Ejemplos de ejercicios:
“¿Cuál de estas palabras rima con casa: taza, perro, fresa?”
“Dime palabras que empiecen por /m/.”
2️⃣ Nivel medio: Trabajo con sílabas (unidades grandes)
La sílaba es una unidad natural del lenguaje; es fácil para el niño.
Ejemplos de ejercicios:
“Vamos a dar una palmada por cada sílaba: pa-to.”
“¿Cuál es la sílaba inicial de mesa?”
Juegos de tarjetas: unir dibujos que empiezan igual (sol–sombrero).
3️⃣ Nivel avanzado: Partes de la sílaba (ataque + rima)
Prepara para la separación fonémica, pero aún sin exigir manejar todos los sonidos por separado.
Ejemplos de ejercicios:
¿Qué tienen en común sol y sal? (se diferencian en solo un sonido).
Separar las partes: sol → /s/ + /ol/.
4️⃣ Final: Conciencia fonémica (sonido por sonido)
Es la base directa para aprender a leer y escribir con precisión: es la unidad del sistema alfabético.
Ejemplos de ejercicios:
“Dime los sonidos de pan.”
“Dime qué palabra es: /s/–/o/–/l/.”
“¿Qué sonido falta en pa_ o?”
Necesita que cada letra evoque automáticamente un sonido.
Si no es automático, la lectura se vuelve lenta y trabajosa.
PROGRESIÓN DE EJERCICIOS
1️⃣ Asociar letra + sonido de manera explícita
El cerebro necesita reforzar la conexión visual–auditiva repetidamente.
Ejemplos de ejercicios:
“Esta es la m. Su sonido es /m/. Pon el dedo en la boca para notar cómo vibra.”
Tarjetas con letra grande + gesto asociado (por ejemplo, /s/ como si “silbaras”).
2️⃣ Reconocimiento de la letra en distintas formas
Evita que el niño confunda variantes (mayúscula, minúscula, cursiva) y le da estabilidad al aprendizaje.
Ejemplos de ejercicios:
El juego del “busca la letra” en textos, envases, carteles.
Clasificar tarjetas con “todas las versiones” de la misma letra.
3️⃣ Síntesis (juntar sonidos para leer sílabas y palabras)
Es donde realmente se construye la lectura.
Ejemplos de ejercicios:
“¿Qué dice /m/ + /a/? → ma.”
Lectura de sílabas CV, luego CCV, luego palabras sencillas.
Juegos de formar palabras con letras móviles.
4️⃣ Escritura guiada: transformar sonidos en letras
La escritura fija la relación grafema–fonema y consolida la decodificación.
Ejemplos de ejercicios:
Dictado de sílabas: ma–mo–me, sta, cla, pro.
Dictado de palabras con feedback visual inmediato.
Leer implica recordar una secuencia de sonidos mientras se decodifica.
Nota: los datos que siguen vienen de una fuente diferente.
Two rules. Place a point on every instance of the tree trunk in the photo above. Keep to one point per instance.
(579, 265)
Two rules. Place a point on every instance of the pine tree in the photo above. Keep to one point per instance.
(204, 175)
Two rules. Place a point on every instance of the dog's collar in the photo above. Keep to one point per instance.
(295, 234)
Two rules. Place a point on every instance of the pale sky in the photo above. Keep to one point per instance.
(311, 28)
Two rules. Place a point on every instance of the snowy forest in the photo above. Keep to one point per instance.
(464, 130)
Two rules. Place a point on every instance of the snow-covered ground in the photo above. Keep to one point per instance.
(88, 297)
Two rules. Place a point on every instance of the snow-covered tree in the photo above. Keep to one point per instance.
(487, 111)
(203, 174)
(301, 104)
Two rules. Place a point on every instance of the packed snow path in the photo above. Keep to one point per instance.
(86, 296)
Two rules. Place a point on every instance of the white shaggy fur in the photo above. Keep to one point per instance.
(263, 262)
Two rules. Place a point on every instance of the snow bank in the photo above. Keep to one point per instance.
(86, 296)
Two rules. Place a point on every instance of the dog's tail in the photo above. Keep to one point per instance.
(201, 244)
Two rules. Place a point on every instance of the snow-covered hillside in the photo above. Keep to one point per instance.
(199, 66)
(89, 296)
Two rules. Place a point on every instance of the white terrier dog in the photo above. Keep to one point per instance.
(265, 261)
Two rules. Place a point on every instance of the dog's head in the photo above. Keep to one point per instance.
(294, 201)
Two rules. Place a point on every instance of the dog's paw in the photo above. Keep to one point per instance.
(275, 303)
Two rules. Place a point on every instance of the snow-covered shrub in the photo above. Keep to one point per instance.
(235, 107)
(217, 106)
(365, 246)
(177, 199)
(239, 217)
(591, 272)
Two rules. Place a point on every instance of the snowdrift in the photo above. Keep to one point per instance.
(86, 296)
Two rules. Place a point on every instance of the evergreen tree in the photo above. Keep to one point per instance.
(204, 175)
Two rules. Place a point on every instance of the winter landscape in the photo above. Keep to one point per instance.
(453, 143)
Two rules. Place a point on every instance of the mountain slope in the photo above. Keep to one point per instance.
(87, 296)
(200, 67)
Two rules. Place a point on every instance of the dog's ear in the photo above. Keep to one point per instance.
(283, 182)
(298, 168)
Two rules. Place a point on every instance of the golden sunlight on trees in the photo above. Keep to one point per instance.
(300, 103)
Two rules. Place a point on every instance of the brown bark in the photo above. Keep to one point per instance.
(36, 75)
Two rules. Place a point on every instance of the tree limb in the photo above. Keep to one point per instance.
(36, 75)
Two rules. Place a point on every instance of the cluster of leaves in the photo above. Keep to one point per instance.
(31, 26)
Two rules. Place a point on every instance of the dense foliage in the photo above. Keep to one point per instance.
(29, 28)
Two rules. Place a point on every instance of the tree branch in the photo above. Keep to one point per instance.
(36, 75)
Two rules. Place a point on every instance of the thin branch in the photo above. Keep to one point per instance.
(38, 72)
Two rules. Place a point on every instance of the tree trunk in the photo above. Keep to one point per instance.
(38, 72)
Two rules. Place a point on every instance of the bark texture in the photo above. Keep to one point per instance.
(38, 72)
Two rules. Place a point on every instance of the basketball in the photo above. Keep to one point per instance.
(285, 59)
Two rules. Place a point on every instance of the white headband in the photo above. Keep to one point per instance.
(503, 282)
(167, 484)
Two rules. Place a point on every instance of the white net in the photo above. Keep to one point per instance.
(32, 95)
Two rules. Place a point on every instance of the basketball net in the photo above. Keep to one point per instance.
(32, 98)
Si esa habilidad falla, aparecen inversiones, omisiones o desorden.
PROGRESIÓN DE EJERCICIOS
1️⃣ Memoria auditiva simple
Ejemplos de ejercicios:
Repetir series cortas: “di: sol – pan – mesa”.
“Te digo tres sonidos y los repites: /m/–/a/–/l/.”
2️⃣ Memoria auditiva con manipulación
Mejora la capacidad del niño para mantener y transformar secuencias.
Ejemplos de ejercicios:
Repetir al revés (sol → los).
Quitar un sonido (mesa sin /m/ → esa).
3️⃣ Orden correcto en escritura
Ejemplos de ejercicios:
Copiado de palabras cortas.
Dictado secuenciado: primero sílaba, luego palabra completa.
✔ 5 min – Juegos orales de conciencia fonológica
✔ 5 min – Lectura de sílabas/palabras según el nivel
✔ 5 min – Escritura guiada o dictado suave
Pequeño y constante es más eficaz que largo y esporádico.